Some of us are lucky enough to have a Social Self and Essential Self on the ‘same team’ but most of us have come to feel some sense of inner conflict. It is your body that reflects this conflict in the form of fatigue, depression, anxiety, digestive problems and so on. In fact, many symptoms or unwanted emotions are good indicators that the Social Self and Essential Self are in conflict. This is because your Essential Self speaks through your body. How do you know what you enjoy? Through the emotions and feelings of joy and the state of being energised and alert. How do you know when you are bored? Through the feelings of boredom and the state of fatigue, tiredness or lethargy. Your body is quite simply the most amazingly sophisticated tool for guiding you towards peace, joy and happiness. It is your connection to your Essential Self. 

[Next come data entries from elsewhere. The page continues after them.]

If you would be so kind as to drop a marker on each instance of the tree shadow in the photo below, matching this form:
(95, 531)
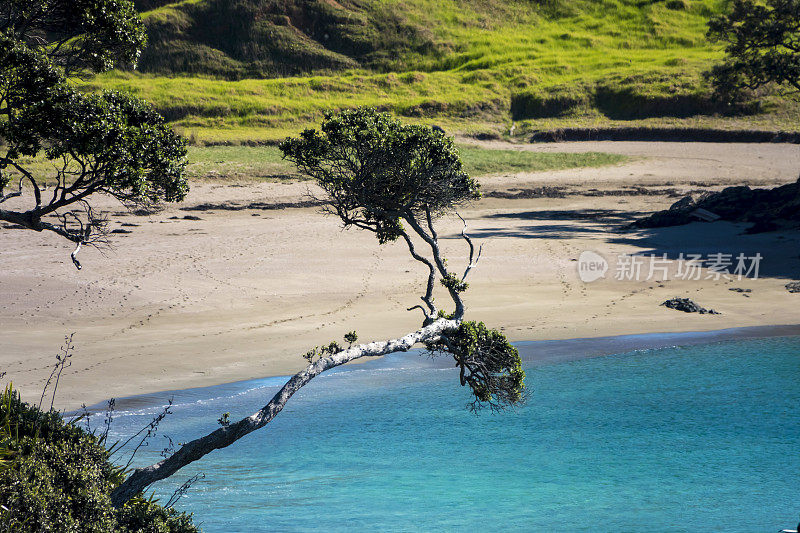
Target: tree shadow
(577, 222)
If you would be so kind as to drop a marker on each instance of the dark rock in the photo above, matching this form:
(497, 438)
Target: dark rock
(767, 209)
(762, 225)
(683, 204)
(687, 306)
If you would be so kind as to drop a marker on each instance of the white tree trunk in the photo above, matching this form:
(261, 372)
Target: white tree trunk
(225, 436)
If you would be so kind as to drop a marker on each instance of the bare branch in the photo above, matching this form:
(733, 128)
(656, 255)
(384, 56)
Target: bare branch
(225, 436)
(472, 264)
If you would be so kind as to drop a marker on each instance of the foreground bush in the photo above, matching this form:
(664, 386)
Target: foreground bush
(54, 476)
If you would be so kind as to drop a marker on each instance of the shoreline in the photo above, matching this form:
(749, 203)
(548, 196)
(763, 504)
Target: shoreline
(538, 352)
(238, 290)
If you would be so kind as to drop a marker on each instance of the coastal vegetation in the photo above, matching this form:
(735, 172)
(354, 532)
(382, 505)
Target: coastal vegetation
(110, 143)
(393, 180)
(56, 476)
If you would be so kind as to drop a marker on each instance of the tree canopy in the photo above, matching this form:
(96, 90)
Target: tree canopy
(762, 45)
(108, 143)
(378, 171)
(382, 176)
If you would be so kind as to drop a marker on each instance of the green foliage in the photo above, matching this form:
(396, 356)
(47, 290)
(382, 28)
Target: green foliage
(59, 478)
(492, 61)
(81, 35)
(452, 282)
(761, 46)
(318, 352)
(351, 337)
(377, 171)
(108, 143)
(489, 364)
(268, 38)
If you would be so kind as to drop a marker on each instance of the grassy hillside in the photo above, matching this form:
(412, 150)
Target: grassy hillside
(468, 65)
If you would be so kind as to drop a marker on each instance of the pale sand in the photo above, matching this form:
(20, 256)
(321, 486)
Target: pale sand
(180, 303)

The Social Self will often judge, dismiss or repress the Essential Self’s needs because they conflict with its set of socially acceptable rules and beliefs. When the inner wisdom of our Essential Self is ignored or suppressed, our sense of peace, joy and happiness is effectively quashed and the body responds by sending us a message in the form of an emotion or symptom. Unfortunately we often respond to this message by suppressing it due to yet another belief, mostly about the failure or weakness of the body. This suppression results in a missed opportunity to heed the body’s good advice to make a change that will free us from the limitations of our Social Self and increase our peace or happiness. :-(

Inner harmony results when the Essential Self and Social Self are in synch. This occurs when we are listening to the body and receiving its feedback about what brings us peace and joy and then using the skills of the mind to make decisions and take action to do it. Beck explains it as such: “Your Essential Self yearns for the freedom of nature; your Social Self buys the right backpacking equipment”.

Healing the mind-body relationship can therefore bring so much more than just the reduction or elimination of unwanted symptoms and emotions, it can open you up to all sorts of possibilities in your life. It can guide you to know your purpose, live with courage and optimism and find peace and fulfilment. Pretty cool, huh? So, perhaps it is time to start listening to the body, even though you’re all grown up you have the power to decide – just who and what do you want to be?